Court clears way for Target sale
The High Court has cleared the way for the proposed sale of the business of trucking company Target Express to a Dublin-based company, Masterlink Logistics Ltd.
It is hoped the deal will result in the re-employment of some of Target's 398 laid-off employees, the court heard.
Target ceased trading last Monday, and two provisional liquidators, Stephen Tennant and Michael McAteer of accountancy firm Grant Thortnon, were appointed to it on Wednesday.
In a statement this evening, Masterlink Logistics confirm it had reached agreement with the liquidators over the remaining goodwill of the company.
"As a result, Masterlink Logistics will be seeking to re-employ as many of the former Target Express staff as possible. It is not possible to indicate exactly how many jobs will be restored at this point in time, as this will necessarily be dependent on customer support for the former Target Express business," the company said.
Stating it would be seeking to restore as many of the jobs lost this week as possible, Masterlink said it would be in "immediate contact" with Target's key customers to appeal to them to reinstate their business.
Earlier this evening, Rossa Fanning, for the liquidators, said they wanted permission to complete "within hours" the sale of the compay to Masterlink Logistics, based in Blanchardstown.
Mr Fanning said Masterlink had offered to buy the goodwill; intellectual property rights, including the business name; and customer list of Target.
A certain consideration was being offered, plus a percentage of any monies received by Masterlink as a result of having the customer list, counsel said. The amount of the consideration was not diclosed.
Mr Fanning said the percentage to be paid from benefits of the customer list - which was also not disclosed - may appear small but had to be seen in the context of the narrow profit margins available in the haulage business.

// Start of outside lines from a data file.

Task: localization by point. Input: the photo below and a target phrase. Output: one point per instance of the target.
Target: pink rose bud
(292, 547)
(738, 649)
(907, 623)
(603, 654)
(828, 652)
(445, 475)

Counsel said another offer had been received by the liquidators but that they considered it infererior to the offer by Masterlink.
Mr Justice Roderick Muprhy said he would extend the powers of the liquidators to allow them effect the sale.
Earlier, Mr Fanning said the proposed sale did not include any fixed assets. Target did not own premises, and while it had a fleet of vehicles, some of these were subject to hire-purchase agreements. Under the proposed sale, Masterlink would have the right to purchase vehicles if it chose to do so.
The difficulty was that time was ticking on and the liquidators were anxious to retain as much of the company's trade and goodwill as possible, he said. Masterlink had committed to re-employing as many staff as possible but that was dependent on how much of Target's business it could secure. The more business Masterlink could get, the more jobs would be saved, the court was told.
The liqidators believed this deal was the best that could be secured in the marketplace and that it offered the best prospect of securing the business and employment, he said. There was "a certain amount of hope" in the proposed transaction as there was no certainty what return would be secured. There was no viable alternative, he added.
Mr Fanning also said the liquidators believed the company's creditors would agree to the sale. The deal was contingent on that agreement and on the court granting the liquidators the necessary powers, he said.
Target had ceased trading after the Revenue Commissioner, owed some €600,000 in social insurance contributions and PAYE deducted from workers' pay, took the exceptional step of ordering Target’s three largest customers and its bank to forward directly to the tax authorities money due to the company.
It is thought Target owes €5 million to its single biggest creditor, British-based Close Brothers, an invoice-discounting specialist.
Bank of Scotland appointed Brian Murphy and Michael Jennings as administrators to Farnley Investments, Target's Northern Ireland property-holding company.
Jim Hamilton is receiver of ASDA, its Republic of Ireland property company.